No, I didn't mean .fc3 for both rpms.
> If the .fc4 cvs snapshot doesn't need an update, you get the
same
> problems. Dist tags don't help in that case either. They only help for
> updates applied to multiple distribution versions at once.
>
> Whenever you bump %release only on an older branch, you increase the
> likelihood that you violate the distribution upgrade path.
Then you have to bump it on both. We have to enforce that n-v-r of the
previous current branch must be less than the current branch, if we want
to be able to do upgrades. This is true with or without disttags.
No, it isn't. Surely you can avoid the necessity to bump release
for all branches.
> This can also happen if you have use an older cvs snapshot for
FC3
> and a recent one for FC4,
>
> foo-0.0-1.20040903cvs.fc3.i386.rpm
> foo-0.0-1.20050514cvs.fc4.i386.rpm
Well, no. In this case, the fc4 package is newer according to rpm. No
conflict in each branch, no conflict on dist upgrade. The conflict only
arises when you bump the FC-3 branch release, without bumping the FC-4
branch.
No. Read the rest of that example, the part that starts with "and ...".

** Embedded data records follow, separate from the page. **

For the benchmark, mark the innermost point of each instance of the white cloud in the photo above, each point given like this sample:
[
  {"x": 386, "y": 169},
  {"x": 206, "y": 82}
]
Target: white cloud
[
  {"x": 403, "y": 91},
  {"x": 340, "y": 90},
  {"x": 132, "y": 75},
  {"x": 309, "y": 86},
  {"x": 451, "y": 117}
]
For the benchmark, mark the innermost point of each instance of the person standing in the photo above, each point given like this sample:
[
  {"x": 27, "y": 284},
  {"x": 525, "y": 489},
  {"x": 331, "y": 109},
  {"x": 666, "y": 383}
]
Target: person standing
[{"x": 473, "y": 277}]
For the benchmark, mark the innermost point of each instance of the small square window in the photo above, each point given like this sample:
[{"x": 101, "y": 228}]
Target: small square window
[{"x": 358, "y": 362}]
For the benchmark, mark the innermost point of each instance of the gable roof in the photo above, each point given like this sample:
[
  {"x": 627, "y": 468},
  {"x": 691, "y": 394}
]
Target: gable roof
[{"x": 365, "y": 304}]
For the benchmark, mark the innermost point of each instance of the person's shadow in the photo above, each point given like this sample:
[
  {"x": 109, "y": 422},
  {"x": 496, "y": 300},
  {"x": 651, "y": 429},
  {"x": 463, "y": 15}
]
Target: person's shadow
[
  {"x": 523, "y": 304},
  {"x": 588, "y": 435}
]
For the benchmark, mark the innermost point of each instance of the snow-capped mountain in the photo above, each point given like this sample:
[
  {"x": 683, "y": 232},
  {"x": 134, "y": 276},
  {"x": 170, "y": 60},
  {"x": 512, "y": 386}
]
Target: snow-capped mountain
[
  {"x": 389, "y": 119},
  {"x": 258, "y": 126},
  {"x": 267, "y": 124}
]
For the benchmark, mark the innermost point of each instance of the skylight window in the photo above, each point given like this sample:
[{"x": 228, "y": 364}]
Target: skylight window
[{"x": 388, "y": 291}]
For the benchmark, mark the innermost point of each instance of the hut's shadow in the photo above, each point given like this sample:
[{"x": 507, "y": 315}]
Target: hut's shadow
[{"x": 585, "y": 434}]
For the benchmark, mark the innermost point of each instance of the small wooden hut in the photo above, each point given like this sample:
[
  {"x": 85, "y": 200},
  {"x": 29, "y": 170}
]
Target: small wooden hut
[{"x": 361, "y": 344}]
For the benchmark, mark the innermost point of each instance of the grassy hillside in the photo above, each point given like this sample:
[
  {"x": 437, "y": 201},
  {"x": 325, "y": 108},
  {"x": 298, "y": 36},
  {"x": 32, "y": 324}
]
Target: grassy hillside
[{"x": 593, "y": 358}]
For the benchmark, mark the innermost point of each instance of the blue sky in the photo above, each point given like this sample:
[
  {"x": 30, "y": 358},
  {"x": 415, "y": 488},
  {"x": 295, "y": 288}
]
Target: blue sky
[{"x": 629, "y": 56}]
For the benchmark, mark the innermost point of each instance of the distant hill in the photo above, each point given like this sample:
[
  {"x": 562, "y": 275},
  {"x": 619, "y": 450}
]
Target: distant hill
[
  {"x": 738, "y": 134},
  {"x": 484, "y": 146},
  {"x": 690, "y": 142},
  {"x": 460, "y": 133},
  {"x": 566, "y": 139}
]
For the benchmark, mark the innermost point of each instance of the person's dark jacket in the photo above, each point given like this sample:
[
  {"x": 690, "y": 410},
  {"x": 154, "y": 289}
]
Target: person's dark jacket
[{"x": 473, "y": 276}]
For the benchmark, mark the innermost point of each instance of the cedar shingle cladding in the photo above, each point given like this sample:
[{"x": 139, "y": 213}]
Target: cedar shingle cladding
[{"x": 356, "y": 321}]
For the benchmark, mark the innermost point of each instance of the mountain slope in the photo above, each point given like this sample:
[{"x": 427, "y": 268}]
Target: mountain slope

With your plan I would bump the .fc4 package just for fun? That can't
be true.
> and if you need to fix a security bug in the old snapshot and
you
> can't upgrade to latest cvs co because build requirements are insufficient,
> you run into %release conflicts again:
>
> * foo-0.0-2.20040903cvs.fc3.i386.rpm
> foo-0.0-1.20050514cvs.fc4.i386.rpm
Again, this problem is avoided if both branches are incremented
together.
Why? My example explains it. If there is no need to update the .fc4
package, why bump it? In this case, it's clearly more convenient to
extend the first number in %release from integer to real number.
Lets put the CVS case aside for a minute and try to figure out how to
do
this for the "normal" case first.
The CVS case--and the general case of a src.rpm which applies a set of
patches, regardless of whether from CVS--is an important one. It leads to
cases, where you may need to bump release only for one branch, because the
other branches don't need an update. To assume that every bug-fix update
is released for all distribution branches, is a false assumption. There
are competing and conflicting versioning schemes.